Local Church Multiculturalism

“I have a dream of a Sunday when these pews will be filled to overflowing … with people of every colour under heaven, so different in race but utterly one in mutual respect…”  These words of my own “I Have A Dream” speech from 1990 echoed through my mind as I sat once again in the seats of Morningstar  Christian Fellowship  and witnessed the mosaic of people gathered at  Lorraine Chen’s funeral service. Here I was 27 years later reflecting back on the vision God gave me to see a local church become in microcosm what the church triumphant is in macrocosm. It was for me a speechless moment.

The more familiar we are with the storyline of Scripture we discover that our biblically-defined hope and vision are at their core multicultural. History culminates with “the glory and honour of the nations” brought into the eternal city. The unfolding story in the Acts of the Apostles is how a small group of culture-bound Jews becomes an international multicultural family of believers. Paul’s letter to the Ephesians reveals God’s eternal plan to bring together a divided humanity of Jew and Gentile into “one new man.” Many of his other letters address how harmonious church life can be realized in a context of diverse cultures in one church.

This biblical reflection is needed among our churches and church leaders as we experience the rapidly changing demographics of the communities that surround our churches. The immigrant wave of the past 30 years is now surging beyond the largest urban centres of our nation into smaller cities and towns. A historical reflection brings us to an undeniable conclusion – the churches that have embraced their changing “Jerusalems” have experienced new life and growth. Those who resisted are either closed or struggle to be viable.

Many Canadian Christians and churches are fearful of the changes increased immigration is bringing to Canada. What we fail to understand is that God is powerfully at work in the whole immigration process. The Apostle Paul had this insight when he said that God “determines the exact places where they should live” and that he does this “so that men would seek him and perhaps reach out for him and find him.” God’s providence is a wonderful doctrine.  Our God is giving us incredible opportunities to reach the nations in our communities. We have been experiencing this in Hamilton especially in the last five years.

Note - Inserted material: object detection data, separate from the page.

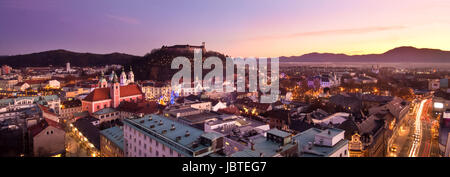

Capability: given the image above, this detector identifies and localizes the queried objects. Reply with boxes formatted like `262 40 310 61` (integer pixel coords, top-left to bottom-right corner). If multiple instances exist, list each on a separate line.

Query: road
387 99 438 157
408 100 431 157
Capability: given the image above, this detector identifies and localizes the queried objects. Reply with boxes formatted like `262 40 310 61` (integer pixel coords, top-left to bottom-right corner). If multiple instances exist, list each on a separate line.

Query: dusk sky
0 0 450 57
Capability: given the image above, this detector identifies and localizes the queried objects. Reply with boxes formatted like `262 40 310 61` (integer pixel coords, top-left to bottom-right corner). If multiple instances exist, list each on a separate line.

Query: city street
66 132 89 157
388 99 439 157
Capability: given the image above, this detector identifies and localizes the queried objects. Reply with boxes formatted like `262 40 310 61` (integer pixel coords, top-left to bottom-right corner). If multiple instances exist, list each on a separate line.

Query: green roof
202 132 223 140
124 114 209 156
267 129 291 138
93 108 116 115
231 136 295 157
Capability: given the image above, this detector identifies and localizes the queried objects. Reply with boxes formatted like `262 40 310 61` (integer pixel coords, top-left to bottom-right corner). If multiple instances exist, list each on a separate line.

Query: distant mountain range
280 47 450 63
0 50 141 67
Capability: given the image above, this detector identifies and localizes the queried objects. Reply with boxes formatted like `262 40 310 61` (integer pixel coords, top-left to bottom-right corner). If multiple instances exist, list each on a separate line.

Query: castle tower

Young families and new Canadians are scattering throughout southern Ontario to smaller cities outside of Toronto to find affordable housing. For us the opportunities for Gospel sharing are unprecedented. We have baptized 10 people from China, several of whom had no knowledge whatsoever of Jesus and the Bible. To this number we can add Koreans, Filipinos, Pakistanis, Hispanics, West Indians, East Indians and Africans. These “minorities” in our church are adding a new dynamic to our fellowship as they experience acceptance and become more involved.

It’s time to take a new look at our communities and open our eyes to the new reality. It’s time to think strategically about how we can reach new Canadians. It’s time to wrestle with the issues of how we can make our churches inviting and accepting of others. It’s time to rejoice in the opportunities God’s providence presents us. It’s time to embrace our “Jerusalems” with the love of Christ. The Gospel calls us to this. And the end result will be local churches on earth that look like the church triumphant in heaven. I have a dream!

John Mahaffey is a former missionary to the Philippines. He pastored Morningstar Christian Fellowship in Toronto for 18 years and for the past 10 years has served as Lead Pastor of West Highland in Hamilton, ON.